Amazon.com launched a beta version of Amazon Flexible Payment Service. It extends the company's previous payment system, Amazon Payments, into a full-blown Web-based solution that can be used by other Web sites.
Rumors of the new service surfaced on GS Online's MLS Forum Aug. 2, 2007; Amazon spokespeople refused comment until Aug. 6. Amazon Flexible Payment Service is seen as a competitor to PayPal and Google Checkout.Previously, Amazon.com customers were able to purchase goods from third-party sellers on Amazon's site.
With the new service, other Web-based merchants can use Amazon's payment system. This allows them to send and receive money using credit cards, bank accounts or an Amazon Payments balance transfer, with Amazon receiving a fee for every transaction.
Amazon customers can now use their Amazon.com passwords and payment information on file with Amazon to pay for goods and services ordered through third-party Web sites. They do not need to access www.amazon.com first.
Deutsche Bank Analyst Jeetil Patel stated in a recent buy alert that Amazon's pricing model on bank debit transactions has a lower markup than PayPal's.
Amazon's charges for credit card purchases (1.9% to 2.9% plus $0.30 per transaction) are similar to PayPal's. But Amazon's debit card fees (2% plus $0.05 per transaction) undercut PayPal's.

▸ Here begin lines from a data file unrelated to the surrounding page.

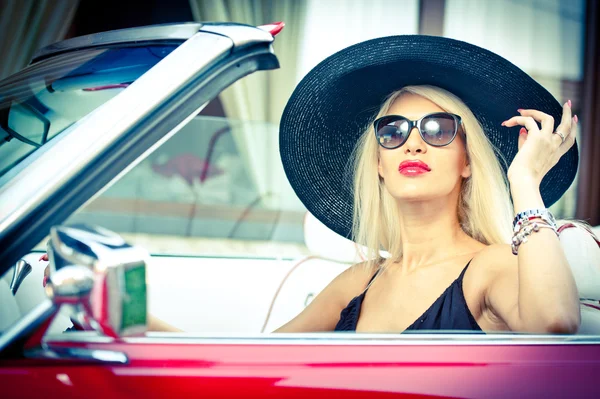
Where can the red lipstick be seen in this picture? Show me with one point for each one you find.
(413, 168)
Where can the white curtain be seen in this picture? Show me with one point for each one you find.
(28, 25)
(542, 37)
(336, 24)
(260, 97)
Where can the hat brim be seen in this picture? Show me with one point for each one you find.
(336, 101)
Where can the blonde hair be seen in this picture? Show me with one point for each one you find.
(484, 206)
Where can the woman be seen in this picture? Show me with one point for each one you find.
(429, 187)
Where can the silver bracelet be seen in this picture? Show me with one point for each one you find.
(525, 231)
(530, 214)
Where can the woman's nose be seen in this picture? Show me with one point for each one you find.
(415, 144)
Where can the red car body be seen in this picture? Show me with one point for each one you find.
(317, 370)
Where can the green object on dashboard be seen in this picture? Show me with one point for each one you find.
(134, 301)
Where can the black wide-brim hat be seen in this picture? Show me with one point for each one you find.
(337, 100)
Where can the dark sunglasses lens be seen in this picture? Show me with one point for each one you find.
(438, 129)
(392, 132)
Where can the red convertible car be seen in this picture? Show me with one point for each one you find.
(145, 206)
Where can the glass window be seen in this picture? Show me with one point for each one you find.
(545, 38)
(49, 96)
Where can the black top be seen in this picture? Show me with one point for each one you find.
(448, 312)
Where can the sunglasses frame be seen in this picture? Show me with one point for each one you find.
(417, 123)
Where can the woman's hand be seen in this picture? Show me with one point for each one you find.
(540, 149)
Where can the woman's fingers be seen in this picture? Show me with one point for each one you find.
(546, 120)
(526, 121)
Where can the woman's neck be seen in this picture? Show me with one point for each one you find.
(431, 233)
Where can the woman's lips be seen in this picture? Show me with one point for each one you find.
(413, 168)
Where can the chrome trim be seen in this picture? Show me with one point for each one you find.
(22, 269)
(91, 135)
(145, 33)
(242, 35)
(33, 319)
(340, 339)
(78, 354)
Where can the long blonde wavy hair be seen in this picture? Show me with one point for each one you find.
(484, 206)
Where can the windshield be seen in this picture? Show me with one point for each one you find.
(43, 100)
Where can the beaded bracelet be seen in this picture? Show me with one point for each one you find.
(530, 214)
(525, 231)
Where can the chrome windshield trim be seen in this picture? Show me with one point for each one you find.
(242, 35)
(145, 33)
(91, 135)
(340, 339)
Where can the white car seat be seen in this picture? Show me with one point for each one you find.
(332, 254)
(583, 254)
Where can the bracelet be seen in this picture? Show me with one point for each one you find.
(525, 231)
(530, 214)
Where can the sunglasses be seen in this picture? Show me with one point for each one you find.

The new payment system operates under the umbrella of Amazon Web Services, a new division that allows other businesses to rent on-demand the Web services Amazon has developed.

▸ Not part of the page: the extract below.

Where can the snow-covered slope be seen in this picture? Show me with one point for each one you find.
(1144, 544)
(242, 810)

Scott Devitt, a Stifel Nicolaus Analyst, published the following in response to Amazon's announcement: "In the long term, we believe that the card companies and certain categories in the traditional retail channel have the most to fear about the activities by technology-driven online innovation."
Aite Group LLC Analyst Adil Moussa predicts Amazon will face an uphill battle versus PayPal and Google Checkout. "There certainly are some compelling reasons that Amazon -- with their millions of customers -- could earn success with a seamless purchasing system," he said. "But I'm still skeptical."

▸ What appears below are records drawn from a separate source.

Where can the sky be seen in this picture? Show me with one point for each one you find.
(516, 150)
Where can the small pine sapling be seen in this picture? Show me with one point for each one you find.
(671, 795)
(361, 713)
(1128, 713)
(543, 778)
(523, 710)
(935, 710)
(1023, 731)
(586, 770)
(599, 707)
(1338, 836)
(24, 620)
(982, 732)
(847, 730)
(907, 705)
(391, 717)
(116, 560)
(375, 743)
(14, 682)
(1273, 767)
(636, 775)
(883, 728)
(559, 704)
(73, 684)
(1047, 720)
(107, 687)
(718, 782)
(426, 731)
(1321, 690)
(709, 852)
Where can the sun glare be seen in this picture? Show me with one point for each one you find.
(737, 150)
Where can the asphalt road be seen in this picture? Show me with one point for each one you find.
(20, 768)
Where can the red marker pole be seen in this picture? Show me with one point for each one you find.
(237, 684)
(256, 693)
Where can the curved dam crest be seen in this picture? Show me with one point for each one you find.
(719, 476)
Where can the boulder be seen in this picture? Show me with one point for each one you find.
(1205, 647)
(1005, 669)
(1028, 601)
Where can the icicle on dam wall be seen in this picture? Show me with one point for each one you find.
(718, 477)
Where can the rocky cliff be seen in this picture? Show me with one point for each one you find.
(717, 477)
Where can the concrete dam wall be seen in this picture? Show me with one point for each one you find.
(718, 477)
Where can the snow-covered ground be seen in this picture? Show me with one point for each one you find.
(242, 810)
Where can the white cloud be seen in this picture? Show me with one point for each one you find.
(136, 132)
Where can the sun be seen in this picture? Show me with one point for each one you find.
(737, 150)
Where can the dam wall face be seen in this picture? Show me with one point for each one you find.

Moussa said Amazon would be stuck "competing between a payment-focused company on one hand, and a deep pocketed company that can afford to lose money on its payment service for a number of years on the other."
He suggested Amazon, with its thinner profit margins, would have a hard time competing with PayPal's strong focus on the payment business, as well as with Google's "ability to subsidize its payment processing business and offer discounted rates to merchants."
Moussa said undercutting PayPal on certain transactions will be popular with merchants, but PayPal has been extremely responsive to the marketplace.
"If Amazon's pricing turns out to be important to merchants, I would anticipate PayPal reacting to that quite quickly," he said.
He believes that to succeed Amazon will have to emulate PayPal's practice of aggressively pursuing large merchants. "I don't see that as part of their business model," he said. "I think their focus is mostly on their current partners."
Others argue that Amazon's huge customer base (reported to be in the tens of millions) and brand recognition will help it reach a large number of consumers who have already entrusted the company with their payment and financial details.